I see what you did there, Mr. Kasdan

Marion Ravenwood
A handful of lines + a solid right hook = insight into 2 key characters

Of all the notes I’ve received about my western, the ones that really stood out the most were about developing the characters a little more – especially the titular protagonist.

I’ve also been spending some time reading, watching and analyzing the scripts and films that influenced it. Namely, RAIDERS OF THE LOST ARK (along with its sequels) and a few others involving female leads who kick ass.

It’s a great opportunity to explore what makes a character tick. A lot’s been written about the “exposition without being blatantly expository” scene in RAIDERS with Indy and the government men, but I’ve been paying more attention to other scenes; the ones that offer up a bit more about what kind of person Dr Jones is as seen through his interactions with other characters.

-Indy discussing with Marcus the implications of finding the Ark.

-The reunion with Marion (see photo above)

-The encounter with Belloq in the cafe in Cairo.

All of these (and a few more) present an aspect of Indy’s character WHILE ALSO advancing the plot. It takes a lot of effort to do that and do it well.

I’ve also been working my way through the infamous story conference transcript, where Spielberg, Lucas, and Kasdan work out the story based on Lucas’ idea of a “swashbuckling archaeologist”. While you can easily find the memo itself, check out this phenomenal post that also analyzes some key points of what’s being discussed.

A lot of this is what I’ve been focusing on during this rewrite. More than a few of my notes highlight certain scenes and say something like “This would be a great place to show us more about her.” So that’s part of what I’ve been trying to do.

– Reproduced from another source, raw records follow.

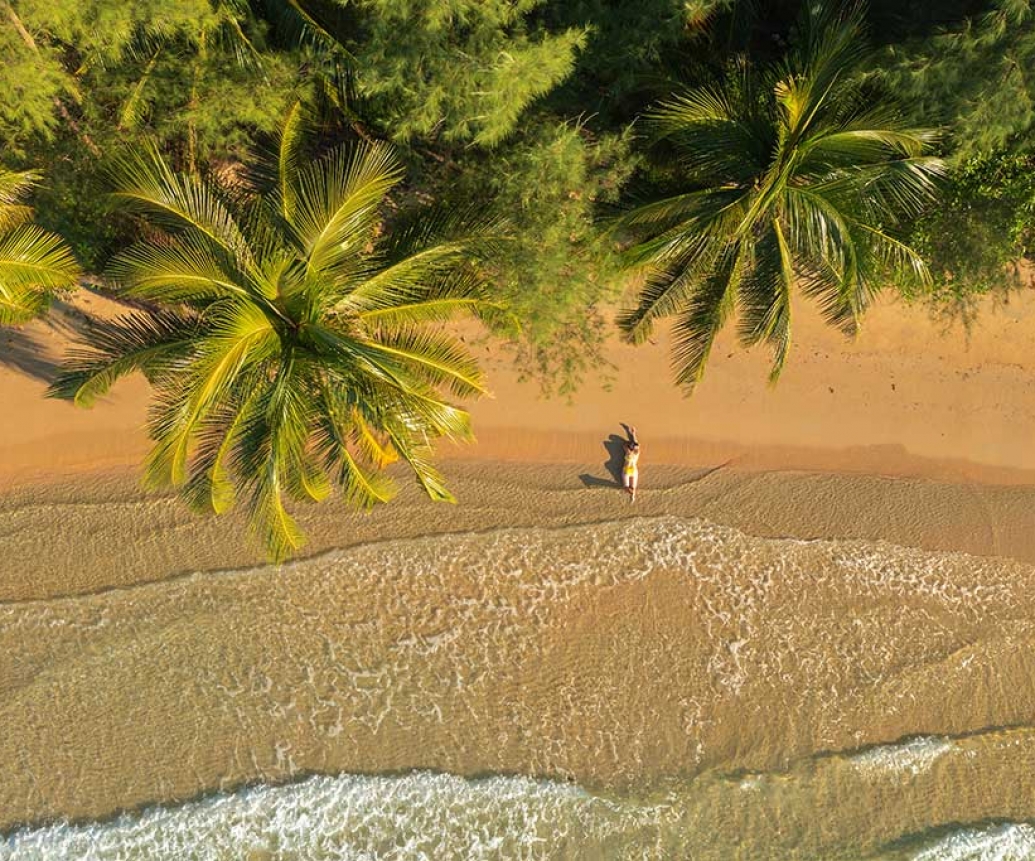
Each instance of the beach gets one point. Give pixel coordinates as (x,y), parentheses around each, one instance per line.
(809,637)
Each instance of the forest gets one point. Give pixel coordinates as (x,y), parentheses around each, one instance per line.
(287,193)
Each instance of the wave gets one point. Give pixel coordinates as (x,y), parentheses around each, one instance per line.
(353,818)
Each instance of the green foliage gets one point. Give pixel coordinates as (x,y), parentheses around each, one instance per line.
(795,175)
(33,262)
(287,336)
(975,79)
(555,272)
(455,69)
(982,227)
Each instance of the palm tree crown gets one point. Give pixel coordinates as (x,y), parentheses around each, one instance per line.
(796,175)
(33,262)
(287,346)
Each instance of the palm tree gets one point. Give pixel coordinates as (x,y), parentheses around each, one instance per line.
(796,176)
(33,262)
(288,346)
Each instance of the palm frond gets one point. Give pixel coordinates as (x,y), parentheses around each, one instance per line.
(436,358)
(151,343)
(765,296)
(181,271)
(706,313)
(337,202)
(176,201)
(236,335)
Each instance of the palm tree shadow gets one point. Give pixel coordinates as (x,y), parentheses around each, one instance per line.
(31,351)
(615,446)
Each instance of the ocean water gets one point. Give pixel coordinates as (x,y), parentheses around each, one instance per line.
(656,688)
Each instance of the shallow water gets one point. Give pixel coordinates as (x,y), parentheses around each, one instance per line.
(660,687)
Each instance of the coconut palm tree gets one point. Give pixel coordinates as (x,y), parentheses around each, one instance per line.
(33,262)
(288,347)
(795,177)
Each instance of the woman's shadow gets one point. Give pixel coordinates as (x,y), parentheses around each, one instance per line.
(615,446)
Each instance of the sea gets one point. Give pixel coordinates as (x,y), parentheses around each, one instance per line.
(653,688)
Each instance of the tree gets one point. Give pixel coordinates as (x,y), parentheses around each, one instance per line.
(796,176)
(974,78)
(463,70)
(33,262)
(289,349)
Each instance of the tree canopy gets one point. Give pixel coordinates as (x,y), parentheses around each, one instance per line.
(789,176)
(289,337)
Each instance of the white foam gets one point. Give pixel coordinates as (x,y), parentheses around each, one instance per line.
(1002,842)
(353,818)
(913,756)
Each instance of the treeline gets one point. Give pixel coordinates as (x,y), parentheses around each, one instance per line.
(289,190)
(526,106)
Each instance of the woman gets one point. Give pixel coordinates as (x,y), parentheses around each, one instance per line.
(630,471)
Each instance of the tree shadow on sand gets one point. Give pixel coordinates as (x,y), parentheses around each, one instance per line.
(32,350)
(615,446)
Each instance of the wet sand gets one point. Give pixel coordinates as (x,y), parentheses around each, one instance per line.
(544,626)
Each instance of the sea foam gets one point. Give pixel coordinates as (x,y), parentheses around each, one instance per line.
(351,818)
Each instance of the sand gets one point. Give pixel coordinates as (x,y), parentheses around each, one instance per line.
(149,655)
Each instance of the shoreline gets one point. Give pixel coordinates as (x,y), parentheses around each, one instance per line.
(908,397)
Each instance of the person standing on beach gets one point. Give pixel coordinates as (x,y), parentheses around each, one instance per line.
(630,470)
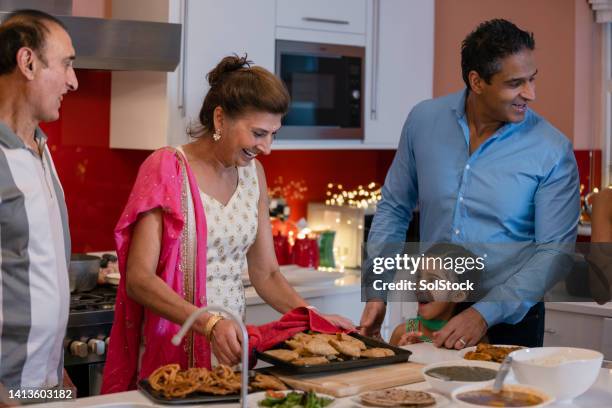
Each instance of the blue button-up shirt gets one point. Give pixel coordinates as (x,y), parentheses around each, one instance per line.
(520,186)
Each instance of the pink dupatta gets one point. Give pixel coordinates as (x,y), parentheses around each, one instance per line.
(159,184)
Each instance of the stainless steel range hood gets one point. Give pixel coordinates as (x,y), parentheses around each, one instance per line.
(112,44)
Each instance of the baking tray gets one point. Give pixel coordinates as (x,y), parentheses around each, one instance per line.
(401,356)
(193,398)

I originally thought it would be really tough to implement those kinds of changes, but using RAIDERS et al as guidelines and knowing my objectives for each scene, it actually hasn’t been as challenging. Sometimes all it requires is a few extra lines of dialogue or a modified action line. It’s not always easy, but it definitely feels a little less daunting. Also helping – working on one scene at a time.

In the meantime, progress on the rewrite/polish continues at a healthy pace and I really like how this new draft is shaping up. I suspect the end result will be a little more than just slightly different from previous ones, and hopefully the changes will really take the script to the next level.

What happened to the action movie?

Often imitated, rarely equaled
Often imitated, rarely equaled

A little over a week ago, a friend posted the following question on Facebook – “Is RAIDERS OF THE LOST ARK the best action movie of all time?”

As would be expected, this led to a somewhat lengthy discussion. Several other titles were bandied about (DIE HARD, ALIENS, several John Woo HK films), and was summarized quite succinctly with “The main lesson here is that the 80s were a goldmine for high-quality action films.” (mea culpa – I’m the one who said it).

All I can think of for the 90s are TERMINATOR 2: JUDGMENT DAY and SPEED.

While you’re thinking about those, compare them to some more recent ones, such as:
-THE EXPENDABLES – a nostalgic remembering of the genre itself
-THE EXPENDABLES 2 – silly, over the top parody
-PACIFIC RIM – cool to look at, but that’s about it
-FAST & FURIOUS 6 – haven’t seen it, but I’ve heard nothing but good things about it
-THE LONE RANGER – couldn’t bring myself to see it, but will catch it on home video. Is it as bad as they say?

Now there’s this. Oy. Someday I’ll discuss how much I dislike reboots.

So why do action films from 20-30 years ago still hold up?

Looking at strong examples of the genre, they all have: Original stories. Smart writing. Three-dimensional characters. Action that enhances and supports the story.

If you’re writing an action spec, these should be your goals and objectives. Yes, it’s a lot of fun to blow shit up, but don’t use an explosion or shootout just for the sake of having one. It’s pointless.

Make the action part of the story, not what the story’s about. Use it to move things forward. Ratchet up the tension and create more conflict for your hero.

Need a refresher course in how it’s done? Pick one you’ve always liked, and watch it as a writer. Take notes. See how it all fits together. Then see if any of it can be applied to your story and rewrite accordingly.

If only all learning could be this enjoyable.